Suçu üstlenmesini istemiyordum. En azından yaralanmam konusundaki kısmı kesinlikle kendi üzerine almaması gerekiyordu. Girişinin yasak olduğu saatlerde kapalı havuza inmemiz ise yarı yarıya ikimizin de üstlenmesi gereken bir suçtu. Çünkü orada sadece Calum yoktu, ben de vardım.

Ancak düşündüğü şeyin bu olmadığını hissedebiliyordum. Kalbinin üzerinde duran elim ona bu senin suçun değil dercesine nazik bir dokunuş bırakıyordu. Ki öyleydi de. İkimiz de bunun sonunun böyle hastanelerde bitmesini istemiyorduk sonuçta.

Sean ile olan konuşmamızın üzerinde otele gelene kadar hiç konuşmamıştık. Yalnızca bir şey dikkatimi çok fazla çekmişti. Taksideki yolculuğumuz süresince birkaç defa dikiz aynasında gözlerimiz buluşmuştu. Özellikle bana baktığını fark ettiğimde, kaşlarım istemsizce çatılmıştı. Bendeki bu ifadeyi görünce de kafasını çevirdi, göz temasımızı bozdu. Sonrasında da otelin arka kapısına gelip de taksiden inene kadar bana bakmadı.

Gerçi ondan sonra da bakmadı. Arka kapıda Matt bizi bekliyordu. İner inmez onunla bir şeyler konuştu ve hemen sonra Sean ortalıktan bir hayalet misali kayboldu. Buhar olup, uçup gittiğini sanacağım kadar hızlı ve birdenbire olmuştu bu yok oluş.

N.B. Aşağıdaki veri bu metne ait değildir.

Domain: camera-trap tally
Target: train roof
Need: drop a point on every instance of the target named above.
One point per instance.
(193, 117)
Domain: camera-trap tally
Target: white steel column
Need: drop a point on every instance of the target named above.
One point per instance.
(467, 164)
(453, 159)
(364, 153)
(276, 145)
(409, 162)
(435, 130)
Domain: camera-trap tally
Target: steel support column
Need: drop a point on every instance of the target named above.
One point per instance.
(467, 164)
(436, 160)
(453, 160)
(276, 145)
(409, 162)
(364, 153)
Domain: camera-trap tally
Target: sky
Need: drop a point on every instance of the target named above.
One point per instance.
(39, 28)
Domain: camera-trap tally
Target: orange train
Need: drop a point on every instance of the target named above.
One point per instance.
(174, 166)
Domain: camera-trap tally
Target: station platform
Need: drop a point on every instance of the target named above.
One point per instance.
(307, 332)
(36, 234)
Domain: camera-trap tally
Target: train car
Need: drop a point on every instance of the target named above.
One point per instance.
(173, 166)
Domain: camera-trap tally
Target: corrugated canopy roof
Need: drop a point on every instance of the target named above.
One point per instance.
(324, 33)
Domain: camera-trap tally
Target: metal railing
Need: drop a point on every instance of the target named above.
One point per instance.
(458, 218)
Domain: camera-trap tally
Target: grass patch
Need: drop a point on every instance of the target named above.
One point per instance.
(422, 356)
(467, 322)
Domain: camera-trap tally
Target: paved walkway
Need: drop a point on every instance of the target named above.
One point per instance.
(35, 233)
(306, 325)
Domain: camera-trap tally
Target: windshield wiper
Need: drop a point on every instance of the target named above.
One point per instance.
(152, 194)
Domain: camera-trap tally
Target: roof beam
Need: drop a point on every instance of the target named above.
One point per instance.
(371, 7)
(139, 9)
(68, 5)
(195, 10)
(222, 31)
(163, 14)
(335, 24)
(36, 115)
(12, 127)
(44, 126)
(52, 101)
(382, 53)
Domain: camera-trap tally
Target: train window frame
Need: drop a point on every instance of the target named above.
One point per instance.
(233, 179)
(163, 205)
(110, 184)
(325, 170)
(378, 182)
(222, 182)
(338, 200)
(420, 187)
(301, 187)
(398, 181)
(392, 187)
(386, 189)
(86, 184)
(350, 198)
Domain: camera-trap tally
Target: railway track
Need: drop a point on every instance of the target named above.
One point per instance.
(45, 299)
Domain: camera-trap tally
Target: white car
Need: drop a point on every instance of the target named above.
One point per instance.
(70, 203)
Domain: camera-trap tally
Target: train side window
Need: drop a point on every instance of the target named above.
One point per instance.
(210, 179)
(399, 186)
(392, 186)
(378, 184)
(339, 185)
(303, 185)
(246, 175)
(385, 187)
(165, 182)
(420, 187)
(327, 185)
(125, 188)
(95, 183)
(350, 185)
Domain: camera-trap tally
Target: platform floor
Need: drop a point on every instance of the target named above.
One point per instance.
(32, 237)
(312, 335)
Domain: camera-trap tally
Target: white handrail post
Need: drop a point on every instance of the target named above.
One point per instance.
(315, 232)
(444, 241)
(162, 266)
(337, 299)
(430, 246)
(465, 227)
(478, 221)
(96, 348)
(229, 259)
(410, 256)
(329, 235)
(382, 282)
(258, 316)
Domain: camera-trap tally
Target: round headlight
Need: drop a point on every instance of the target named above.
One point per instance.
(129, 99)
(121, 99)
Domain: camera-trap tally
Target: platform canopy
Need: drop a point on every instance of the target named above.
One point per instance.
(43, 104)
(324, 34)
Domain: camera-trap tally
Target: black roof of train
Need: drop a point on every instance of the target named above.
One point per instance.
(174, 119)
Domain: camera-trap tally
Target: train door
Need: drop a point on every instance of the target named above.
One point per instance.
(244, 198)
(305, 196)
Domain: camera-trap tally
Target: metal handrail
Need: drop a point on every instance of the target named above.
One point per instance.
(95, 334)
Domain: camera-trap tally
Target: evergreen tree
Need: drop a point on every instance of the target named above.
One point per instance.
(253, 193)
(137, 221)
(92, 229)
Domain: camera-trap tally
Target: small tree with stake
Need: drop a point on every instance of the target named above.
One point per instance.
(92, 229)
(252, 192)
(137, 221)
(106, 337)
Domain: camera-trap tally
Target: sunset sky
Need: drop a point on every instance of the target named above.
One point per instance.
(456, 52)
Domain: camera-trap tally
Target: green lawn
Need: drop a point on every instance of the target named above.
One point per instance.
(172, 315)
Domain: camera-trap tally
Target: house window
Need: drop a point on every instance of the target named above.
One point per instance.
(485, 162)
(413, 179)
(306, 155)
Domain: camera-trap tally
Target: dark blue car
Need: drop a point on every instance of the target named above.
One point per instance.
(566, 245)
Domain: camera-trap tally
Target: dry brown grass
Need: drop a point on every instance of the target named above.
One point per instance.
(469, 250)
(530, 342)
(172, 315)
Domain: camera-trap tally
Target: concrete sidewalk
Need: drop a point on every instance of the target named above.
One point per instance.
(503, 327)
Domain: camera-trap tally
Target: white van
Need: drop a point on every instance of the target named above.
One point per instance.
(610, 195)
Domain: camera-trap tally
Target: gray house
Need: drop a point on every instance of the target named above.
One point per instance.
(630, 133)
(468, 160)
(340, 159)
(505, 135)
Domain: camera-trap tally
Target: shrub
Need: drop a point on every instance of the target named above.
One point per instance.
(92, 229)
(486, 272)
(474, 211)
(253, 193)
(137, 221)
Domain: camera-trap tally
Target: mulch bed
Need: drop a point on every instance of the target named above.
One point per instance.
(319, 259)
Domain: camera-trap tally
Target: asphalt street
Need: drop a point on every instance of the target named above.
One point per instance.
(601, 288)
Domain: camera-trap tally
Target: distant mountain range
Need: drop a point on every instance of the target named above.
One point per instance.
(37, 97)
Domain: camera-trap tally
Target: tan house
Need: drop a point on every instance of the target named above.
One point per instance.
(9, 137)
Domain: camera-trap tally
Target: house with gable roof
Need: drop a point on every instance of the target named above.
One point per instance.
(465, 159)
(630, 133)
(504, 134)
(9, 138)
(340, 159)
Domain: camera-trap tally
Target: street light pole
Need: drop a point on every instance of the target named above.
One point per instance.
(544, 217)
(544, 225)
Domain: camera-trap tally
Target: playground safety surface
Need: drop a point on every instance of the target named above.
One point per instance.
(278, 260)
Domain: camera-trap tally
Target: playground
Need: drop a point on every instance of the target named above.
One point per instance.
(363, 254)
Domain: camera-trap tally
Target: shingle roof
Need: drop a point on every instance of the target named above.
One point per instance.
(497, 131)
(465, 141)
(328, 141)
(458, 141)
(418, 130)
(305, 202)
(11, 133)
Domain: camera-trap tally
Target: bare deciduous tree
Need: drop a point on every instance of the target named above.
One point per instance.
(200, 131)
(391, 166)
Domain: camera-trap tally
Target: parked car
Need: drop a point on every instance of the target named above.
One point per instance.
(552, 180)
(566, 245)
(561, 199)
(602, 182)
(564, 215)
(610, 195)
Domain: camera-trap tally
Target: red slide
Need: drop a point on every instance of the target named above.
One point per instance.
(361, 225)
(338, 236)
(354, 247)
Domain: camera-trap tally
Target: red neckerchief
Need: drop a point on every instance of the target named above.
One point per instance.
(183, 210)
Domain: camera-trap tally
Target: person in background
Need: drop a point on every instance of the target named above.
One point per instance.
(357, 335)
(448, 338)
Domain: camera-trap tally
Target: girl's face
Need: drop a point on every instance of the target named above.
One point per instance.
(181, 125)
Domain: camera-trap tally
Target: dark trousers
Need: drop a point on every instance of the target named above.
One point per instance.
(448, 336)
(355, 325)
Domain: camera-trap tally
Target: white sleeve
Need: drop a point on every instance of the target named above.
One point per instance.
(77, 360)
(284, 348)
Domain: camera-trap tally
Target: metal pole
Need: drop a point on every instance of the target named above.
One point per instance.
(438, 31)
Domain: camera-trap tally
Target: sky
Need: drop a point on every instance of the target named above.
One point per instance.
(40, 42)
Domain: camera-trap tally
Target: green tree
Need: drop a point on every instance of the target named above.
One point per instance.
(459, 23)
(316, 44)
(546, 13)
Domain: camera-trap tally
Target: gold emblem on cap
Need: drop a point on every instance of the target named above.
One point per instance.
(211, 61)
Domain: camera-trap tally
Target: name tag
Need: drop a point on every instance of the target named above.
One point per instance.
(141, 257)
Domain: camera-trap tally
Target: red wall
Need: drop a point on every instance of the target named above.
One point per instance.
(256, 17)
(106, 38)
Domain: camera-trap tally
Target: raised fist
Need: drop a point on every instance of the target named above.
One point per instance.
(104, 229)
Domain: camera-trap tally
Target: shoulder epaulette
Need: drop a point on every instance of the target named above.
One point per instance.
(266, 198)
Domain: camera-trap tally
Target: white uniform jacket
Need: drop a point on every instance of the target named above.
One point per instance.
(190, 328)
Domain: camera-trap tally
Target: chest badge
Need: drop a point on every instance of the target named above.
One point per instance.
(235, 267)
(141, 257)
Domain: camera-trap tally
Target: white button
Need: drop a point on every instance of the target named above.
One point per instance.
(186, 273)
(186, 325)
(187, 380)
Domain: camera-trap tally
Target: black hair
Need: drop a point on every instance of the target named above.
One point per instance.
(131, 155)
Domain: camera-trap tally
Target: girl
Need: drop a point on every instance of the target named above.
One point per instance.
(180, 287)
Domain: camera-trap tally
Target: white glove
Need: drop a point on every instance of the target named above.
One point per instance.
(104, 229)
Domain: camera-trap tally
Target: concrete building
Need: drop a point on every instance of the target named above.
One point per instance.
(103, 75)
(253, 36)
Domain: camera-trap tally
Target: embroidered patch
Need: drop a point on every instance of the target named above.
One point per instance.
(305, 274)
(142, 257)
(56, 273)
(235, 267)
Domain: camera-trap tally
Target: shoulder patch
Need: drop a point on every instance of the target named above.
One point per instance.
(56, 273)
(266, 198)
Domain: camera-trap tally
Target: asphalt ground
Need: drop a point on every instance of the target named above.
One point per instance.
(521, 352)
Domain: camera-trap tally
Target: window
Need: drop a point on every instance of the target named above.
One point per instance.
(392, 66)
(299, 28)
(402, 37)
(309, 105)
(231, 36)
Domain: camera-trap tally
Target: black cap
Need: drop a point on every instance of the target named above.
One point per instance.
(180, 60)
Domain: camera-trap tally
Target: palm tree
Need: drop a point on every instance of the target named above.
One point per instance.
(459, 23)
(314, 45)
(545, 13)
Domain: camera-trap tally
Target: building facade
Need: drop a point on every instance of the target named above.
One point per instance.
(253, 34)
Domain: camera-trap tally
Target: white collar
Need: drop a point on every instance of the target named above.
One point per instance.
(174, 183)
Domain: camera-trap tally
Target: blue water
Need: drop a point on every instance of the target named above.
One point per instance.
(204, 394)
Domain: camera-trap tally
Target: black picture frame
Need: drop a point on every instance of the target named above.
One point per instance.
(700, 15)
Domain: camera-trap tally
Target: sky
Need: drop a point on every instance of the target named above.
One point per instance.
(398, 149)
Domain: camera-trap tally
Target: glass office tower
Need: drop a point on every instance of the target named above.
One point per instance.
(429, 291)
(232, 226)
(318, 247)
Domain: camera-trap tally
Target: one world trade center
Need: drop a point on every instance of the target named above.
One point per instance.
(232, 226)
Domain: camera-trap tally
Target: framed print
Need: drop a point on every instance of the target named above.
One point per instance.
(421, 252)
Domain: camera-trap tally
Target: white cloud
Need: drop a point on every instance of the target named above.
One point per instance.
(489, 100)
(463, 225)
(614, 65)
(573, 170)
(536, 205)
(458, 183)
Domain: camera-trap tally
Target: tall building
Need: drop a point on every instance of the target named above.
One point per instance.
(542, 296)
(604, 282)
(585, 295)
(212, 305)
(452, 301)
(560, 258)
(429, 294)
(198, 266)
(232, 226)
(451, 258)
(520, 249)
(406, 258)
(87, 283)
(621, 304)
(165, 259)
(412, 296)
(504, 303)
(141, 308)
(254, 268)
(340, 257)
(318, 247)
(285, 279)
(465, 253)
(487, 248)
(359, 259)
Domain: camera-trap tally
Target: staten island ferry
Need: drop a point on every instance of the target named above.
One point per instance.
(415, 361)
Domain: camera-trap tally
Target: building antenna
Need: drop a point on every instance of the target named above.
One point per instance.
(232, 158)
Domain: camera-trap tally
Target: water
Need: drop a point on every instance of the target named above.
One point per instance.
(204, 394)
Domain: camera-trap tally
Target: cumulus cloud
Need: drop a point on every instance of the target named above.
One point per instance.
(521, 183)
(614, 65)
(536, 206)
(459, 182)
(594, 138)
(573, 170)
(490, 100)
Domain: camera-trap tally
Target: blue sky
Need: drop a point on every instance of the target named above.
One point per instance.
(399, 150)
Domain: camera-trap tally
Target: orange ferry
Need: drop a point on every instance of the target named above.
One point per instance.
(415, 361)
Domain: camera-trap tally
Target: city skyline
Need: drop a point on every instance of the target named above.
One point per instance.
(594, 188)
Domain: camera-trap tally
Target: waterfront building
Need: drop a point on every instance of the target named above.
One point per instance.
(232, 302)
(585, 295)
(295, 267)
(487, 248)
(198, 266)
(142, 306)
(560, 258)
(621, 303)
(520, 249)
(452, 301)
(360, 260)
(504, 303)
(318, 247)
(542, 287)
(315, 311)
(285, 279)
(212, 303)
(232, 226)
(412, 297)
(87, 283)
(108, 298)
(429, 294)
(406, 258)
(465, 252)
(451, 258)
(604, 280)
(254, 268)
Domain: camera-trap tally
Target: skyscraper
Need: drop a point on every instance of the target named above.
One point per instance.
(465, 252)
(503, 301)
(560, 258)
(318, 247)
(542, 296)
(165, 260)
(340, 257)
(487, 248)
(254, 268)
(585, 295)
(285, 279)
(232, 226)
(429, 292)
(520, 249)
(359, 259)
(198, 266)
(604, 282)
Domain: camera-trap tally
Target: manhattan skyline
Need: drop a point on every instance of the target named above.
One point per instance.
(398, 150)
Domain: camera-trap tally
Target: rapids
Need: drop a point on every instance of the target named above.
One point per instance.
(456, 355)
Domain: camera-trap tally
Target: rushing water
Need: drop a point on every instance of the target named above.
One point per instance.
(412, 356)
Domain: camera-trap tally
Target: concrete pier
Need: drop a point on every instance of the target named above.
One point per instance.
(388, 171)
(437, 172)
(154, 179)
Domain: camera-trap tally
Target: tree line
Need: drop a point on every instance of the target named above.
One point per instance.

Onunla konuşurken ne düşündüğünü merak etmiştim. Kafasında bana karşı oluşturduğu o kalın, yüksek ve sert ön yargı duvarlarını kırıp kırmadığımı merak ediyordum daha çok. Emin değildim, bir an için işe yaramış gibi hissetmiştim ama sonrasında bana olan sert tavırları ve nefret ile kin dolu bakışların karışımı olan ifadesiyle bakmaları kaldığı yerden hiçbir şey olmamış gibi devam ettiği için çok da işe yaramış gibi hissedememiştim açıkçası.

Yine de... ben elimden gelenin en iyisini yaptığımı düşünüyordum. Sonuçta şansımı denemiştim. Onunla konuşmaya çalışmıştım. Bir dahaki sefere şansım olsa bile konuşur muyduk bilmiyordum.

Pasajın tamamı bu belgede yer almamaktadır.